====== CREDAM ======
===== Description =====
Constitutive law for unilateral  mechanical contact with creep damage
==== The model ====
Creep damage analysis for polycrystalline materials. The contact and damage evolution conditions at the grain boundary are enforced via a penalty method. A threshold value is defined for crack propagation.

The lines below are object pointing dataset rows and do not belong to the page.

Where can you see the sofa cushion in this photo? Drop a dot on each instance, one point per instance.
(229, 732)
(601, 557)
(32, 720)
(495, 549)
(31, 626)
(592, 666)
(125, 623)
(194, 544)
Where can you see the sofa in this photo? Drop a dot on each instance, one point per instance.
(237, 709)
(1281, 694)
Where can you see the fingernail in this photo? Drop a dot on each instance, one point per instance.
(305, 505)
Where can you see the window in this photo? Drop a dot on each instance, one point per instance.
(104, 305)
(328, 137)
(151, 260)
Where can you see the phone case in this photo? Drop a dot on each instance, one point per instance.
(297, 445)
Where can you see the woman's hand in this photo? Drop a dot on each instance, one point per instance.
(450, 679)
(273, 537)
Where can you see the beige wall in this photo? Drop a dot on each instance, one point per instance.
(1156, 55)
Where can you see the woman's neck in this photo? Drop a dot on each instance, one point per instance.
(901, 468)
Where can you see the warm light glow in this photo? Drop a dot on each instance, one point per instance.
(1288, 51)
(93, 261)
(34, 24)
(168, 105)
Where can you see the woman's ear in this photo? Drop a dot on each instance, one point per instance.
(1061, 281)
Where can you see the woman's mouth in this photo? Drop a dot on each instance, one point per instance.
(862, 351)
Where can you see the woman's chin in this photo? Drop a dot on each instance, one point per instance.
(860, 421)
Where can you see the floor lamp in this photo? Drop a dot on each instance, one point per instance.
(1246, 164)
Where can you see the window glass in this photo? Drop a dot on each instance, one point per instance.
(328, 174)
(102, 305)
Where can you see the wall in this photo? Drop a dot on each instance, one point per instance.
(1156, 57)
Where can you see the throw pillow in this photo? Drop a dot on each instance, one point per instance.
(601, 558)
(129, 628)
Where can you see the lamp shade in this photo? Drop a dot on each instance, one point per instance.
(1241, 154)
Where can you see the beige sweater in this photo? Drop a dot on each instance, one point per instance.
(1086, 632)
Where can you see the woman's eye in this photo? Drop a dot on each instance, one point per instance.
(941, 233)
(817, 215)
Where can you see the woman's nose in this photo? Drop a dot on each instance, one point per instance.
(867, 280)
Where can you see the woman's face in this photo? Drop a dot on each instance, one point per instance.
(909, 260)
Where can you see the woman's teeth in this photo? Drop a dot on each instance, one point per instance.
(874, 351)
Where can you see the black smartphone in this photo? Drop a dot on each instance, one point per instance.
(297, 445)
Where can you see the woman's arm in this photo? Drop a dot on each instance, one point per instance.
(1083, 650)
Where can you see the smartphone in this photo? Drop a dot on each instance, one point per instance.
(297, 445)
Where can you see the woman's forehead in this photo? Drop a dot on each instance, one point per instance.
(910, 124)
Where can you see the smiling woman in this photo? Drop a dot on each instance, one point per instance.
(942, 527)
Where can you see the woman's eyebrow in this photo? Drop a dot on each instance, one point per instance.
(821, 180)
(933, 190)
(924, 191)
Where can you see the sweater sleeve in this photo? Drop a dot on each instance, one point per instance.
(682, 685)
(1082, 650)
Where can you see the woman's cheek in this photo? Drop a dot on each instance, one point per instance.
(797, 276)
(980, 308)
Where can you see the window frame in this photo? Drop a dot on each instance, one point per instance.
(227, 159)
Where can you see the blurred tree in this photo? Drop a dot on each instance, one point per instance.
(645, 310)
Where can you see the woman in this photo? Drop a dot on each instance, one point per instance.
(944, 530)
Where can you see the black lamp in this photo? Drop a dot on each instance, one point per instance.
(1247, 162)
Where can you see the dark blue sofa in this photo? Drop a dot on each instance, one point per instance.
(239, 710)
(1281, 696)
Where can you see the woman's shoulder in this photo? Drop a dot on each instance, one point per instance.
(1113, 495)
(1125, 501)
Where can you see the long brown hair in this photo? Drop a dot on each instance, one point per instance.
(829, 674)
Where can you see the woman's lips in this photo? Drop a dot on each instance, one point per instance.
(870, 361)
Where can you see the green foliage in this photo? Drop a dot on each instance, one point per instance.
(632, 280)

When this value is reached, the interface and its foundation are no longer in contact
==== Files ====
Prepro: LCRDAM.F \\
Lagamine: CREDAM.F
===== Availability =====
|Plane stress state|YES |
|Plane strain state| YES|
|Axisymmetric state| YES |
|3D state| NO|
|Generalized plane state| YES |
===== Input file =====
==== Parameters defining the type of constitutive law ====
^ Line 1 (2I5, 60A1)^^
|IL|Law number|
|ITYPE| 290|
|COMMENT| Any comment (up to 60 characters) that will be reproduced on the output listing.|

====Integer parameters====
^Line 1 (1I5)^^
|NTEMP|number of temperatures at which CREEX, CREPA, SIGO and CADE  parameters are given (see hereafter)|
==== Real parameters====
^Line 1 (7G10.0)^^
|DGRAIN|mean grain size|
|SLIDE|grain viscosity parameter $\dot{\varepsilon}_{c}^{e}/\varepsilon_{B}$|
|CDIFF|boundary diffusivity|
|ATVOL|atomic volume|
|ACTIV|activation energy|
|FNUC|nucleation parameter|
|CADEN|cavities density for nucleation (not used because of temperature dependence of CADE, see hereunder)|
^Line 2 (5G10.0)^^
|PSI|cavities angle|
|AINI|initial cavity size|
|BINI|initial cavity distance|
|DLIM|rupture criterion (a/b)|
|CDMAX|factor of the cavities density for nucleation|
**if NTEMP = 1**
^Line 3 (4G10.0)^^
|CREEX|creep exponent  n|
|CREPA|creep parameter B|
|SIGO|normalisation stress|
|CADE|cavities density for nucleation|
^Line 4 (2G10.0)^^
|AKP|penalty coefficient on the contact pressure $K_P$|
|AKTAU| penalty coefficient on the shear frictional stress $K_{\tau}$|
**if NTEMP > 1**
^Line 3 (5G10.0) - Repeat NTEMP times^^
|TEMP|temperature (of the solid)|
|CREEX|creep exponent n at temperature TEMP|
|CREPA|creep parameter B at temperature TEMP|
|SIGO|normalisation stress at temperature TEMP|
|CADE|cavities density for nucleation|
^Line 3 + NTEMP (2G10.0)^^
|AKP|penalty coefficient on the contact pressure $K_P$|
|AKTAU| penalty coefficient on the shear frictional stress $K_{\tau}$|

===== Stresses =====
==== Number of stresses ====
3
==== Meaning ====
|SIG(1)| normal contact pressure|
|SIG(2)|tangent contact stress|
|SIG(3)| meaningless|
===== State variables =====
==== Number of state variables ====
17\\ These are the state variables related to the law, they are the first ones printed. After them, you find the state variables related to the contact geometry, their meaning is explained in the element section;
==== List of state variables ====
|Q(1)| = 0 if the current state is elastic (no sliding)\\ = 1 if the current state is elastoplastic (sliding at contact)\\ = -1 no mechanical, nor thermal contact|
|Q(2)| interface temperature|
|Q(3)| meaningless|
|Q(4)| accumulated damage d|
|Q(5)| accumulated interface sliding u|
|Q(6)| accumulated interface separation $\delta$|
|Q(7)| cavity volume growth rate $\dot{V}$|
|Q(8)| equivalent strain|
|Q(9)| equivalent strain rate|
|Q(10)| total cavity volume V|
|Q(11)| actual cavity density N|
|Q(12)| actual cavity size a|
|Q(13)| actual cavity distance b|
|Q(14)| mean stress|
|Q(15)| equivalent stress|
|Q(16)| total normal contact pressure|
|Q(17)| total tangent contact stress|